In the woodland I first heard then saw wood warbler...


And that was our week on Ardnamurchan, a great stay despite the less than brilliant weather. A short drive to Kilchoan and the small ferry to Tobermory, a restocking shop in the Co-op and off we drove to our accomodation near Bunessan.

A converted steading (cow shed!) happily the property was delightful, spacious and a great place to watch the rain falling steadily and consistently!

Fortunately we know a few places on Mull where the car can be safely parked and some scanning for wildlife can take place from the dry interior of our vehicle.

While scanning for otters on our first day I spotted male and female stonechat respectively, super little birds.


A selection of our otter photographs...





White tailed eagles



More otters









One day offered a respite from the weather and we booked a boat trip to the Treshnish Isles, our third trip out here and a journey and destinations we love!

Not exactly a smooth trip but safely on the small isle of Lunga, home to puffins!








What a wonderful experience and one we will return to for as long as we can.

Reboarding our small boat we were warned the crew had received a weather warning of strong and strengthening swells on the Atlantic Ocean, with the safety of passengers paramount the skipper advised a direct return to Fionnphort rather than the planned Staffa and Iona call offs.

We did receive complimentary tickets for Iona on the larger, and therefore more stable Calmac ferry so Iona it was.


A peaceful spiritual place where we wandered pleasantly for a couple of hours, listened to corncrakes but did not see them.

We had seen fleeting glimpses of hen harriers in one location, frustratingly too far away for my lens and our last day on Mull we decided to have a long and detailed search for them.

My hours watching raptors at home paid off as I picked this bird up way out of camera range, identified with certainty I tracked it as it came closer, male hen harrier!


...and to cap it off, a female too a short while later.


Not close but brilliant to see.

An incident free journey home the next day and after catching up with family things and some gardening we had an hour at Malham to see how the peregrines were progressing. The team had informed me that the youngsters had fledged, i.e. started flying from the nest, while I had been away.

With plenty of experience with peregrines they should not surprise me, yet they always do!





These are all juveniles, the brownish colouring and vertical chest markings are the key factors, adults have horizontal barring and are more steel grey with whiter chests.

Another visit later in the week and a juvenile screams for food as the adult has a catch, they have to learn the food pass because soon the food will be dropped and they have to dive and catch it, simulating the huntings skills they need to develop.

A close up of the female peregrine, now raising her fifth brood she is a formidable and protective bird.


Quite a priviledge to photograph her at close quarters, a stunning view.

Later and perched, she is keeping on eye on their surroundings as the male is out hunting.

A decent forecast for the last weekend led us to a trip to Cumbria, not a return to fellwalking but the prospect of ospreys.
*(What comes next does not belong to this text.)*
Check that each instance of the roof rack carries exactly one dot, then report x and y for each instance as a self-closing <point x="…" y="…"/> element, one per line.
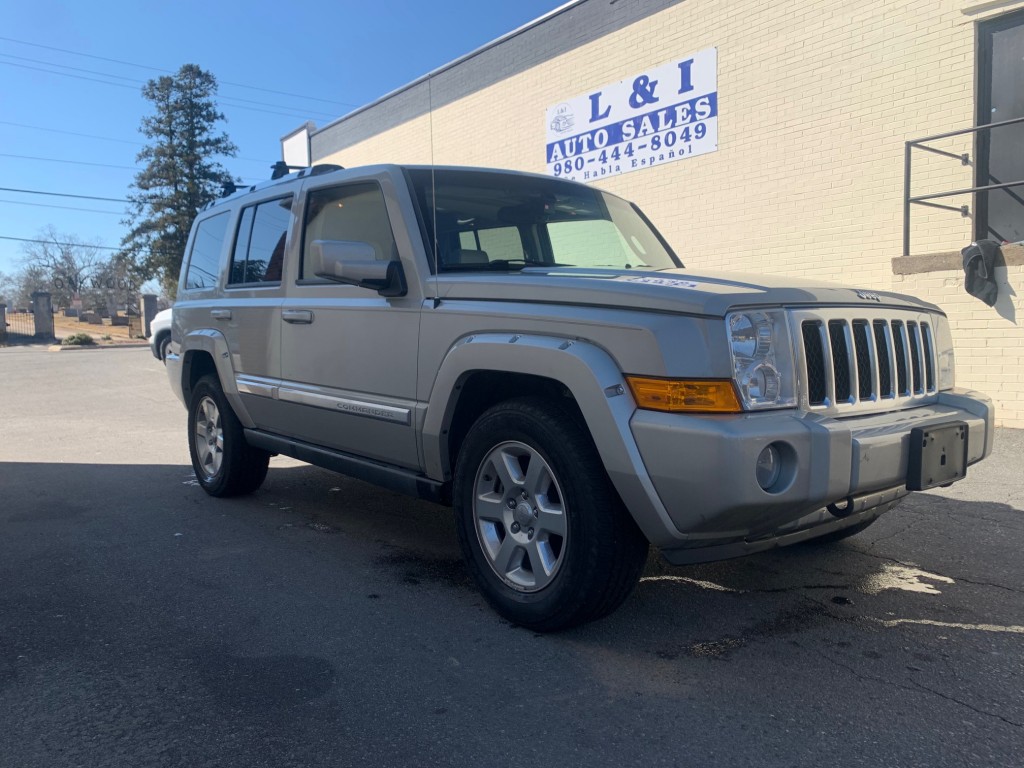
<point x="282" y="172"/>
The quiet Esthwaite Water is a real delight, peaceful and tranquil even on a sunny day.

A small electric powered boat can be hired (£25 per hour) an osprey nest is pointed out, bhoys are placed to keep visitors from straying too close to the nest. Good osprey sightings ensued and we had a great day out.
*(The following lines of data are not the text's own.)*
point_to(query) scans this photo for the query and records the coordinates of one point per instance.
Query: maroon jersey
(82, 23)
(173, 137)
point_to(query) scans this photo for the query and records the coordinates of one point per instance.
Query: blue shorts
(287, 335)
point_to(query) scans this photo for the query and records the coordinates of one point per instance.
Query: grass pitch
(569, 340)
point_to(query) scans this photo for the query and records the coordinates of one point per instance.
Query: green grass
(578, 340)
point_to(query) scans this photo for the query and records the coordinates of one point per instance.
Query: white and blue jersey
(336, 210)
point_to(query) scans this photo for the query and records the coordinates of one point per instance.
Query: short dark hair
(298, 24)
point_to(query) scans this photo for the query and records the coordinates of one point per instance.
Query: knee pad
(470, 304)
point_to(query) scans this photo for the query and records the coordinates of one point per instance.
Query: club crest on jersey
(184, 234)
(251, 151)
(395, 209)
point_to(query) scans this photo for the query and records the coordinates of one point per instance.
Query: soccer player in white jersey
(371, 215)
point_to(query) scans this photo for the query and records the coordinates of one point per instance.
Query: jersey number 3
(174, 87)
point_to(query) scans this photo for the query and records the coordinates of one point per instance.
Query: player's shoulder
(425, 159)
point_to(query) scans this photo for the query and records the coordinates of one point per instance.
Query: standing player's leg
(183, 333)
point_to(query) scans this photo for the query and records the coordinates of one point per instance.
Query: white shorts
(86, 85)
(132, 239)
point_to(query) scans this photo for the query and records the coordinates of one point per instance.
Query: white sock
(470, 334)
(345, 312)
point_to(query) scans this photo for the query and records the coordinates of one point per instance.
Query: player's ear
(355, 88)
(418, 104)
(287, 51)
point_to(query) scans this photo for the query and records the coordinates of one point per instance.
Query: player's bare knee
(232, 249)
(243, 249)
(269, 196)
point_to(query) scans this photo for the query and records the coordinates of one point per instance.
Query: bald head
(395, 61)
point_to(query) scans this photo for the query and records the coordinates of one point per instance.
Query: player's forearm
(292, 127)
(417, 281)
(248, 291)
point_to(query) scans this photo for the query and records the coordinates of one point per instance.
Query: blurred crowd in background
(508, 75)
And finally, another peregrine check yielded a super shot (I think) of a juvenile getting to grips with its power, a surprise sighting and I am delighted I got some decent focus on a high speed bird.
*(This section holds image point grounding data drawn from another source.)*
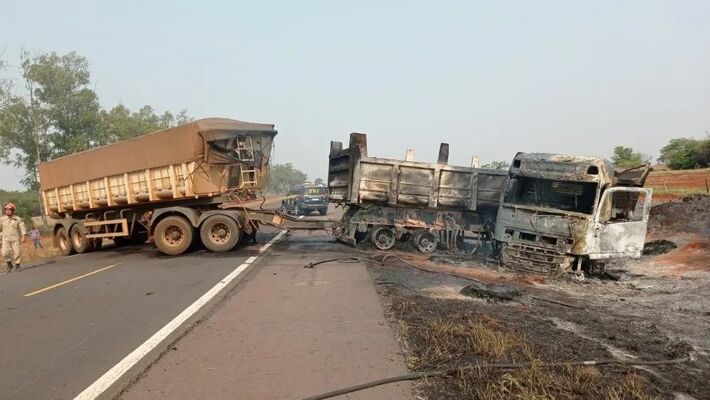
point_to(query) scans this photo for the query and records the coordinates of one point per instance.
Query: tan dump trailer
(167, 186)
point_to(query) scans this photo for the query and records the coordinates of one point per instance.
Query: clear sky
(491, 78)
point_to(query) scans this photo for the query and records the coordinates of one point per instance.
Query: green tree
(626, 157)
(120, 123)
(59, 114)
(686, 153)
(284, 177)
(496, 165)
(59, 86)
So, two weeks holiday, many hours with the peregrines, a quality osprey encounter and many happy memories.

I hope you enjoy the photographs and words that accompany them, at this time of year when I am out for many hours in the day it is difficult to keep the blog up to date.

Many thanks to all who read, it really is appreciated. Don't forget if you do comment, they come to me first for moderation.

Cheers everyone...........

1 comment:

  1. Lovely album Dave, thanks for posting on the OFC to bring it to my attention.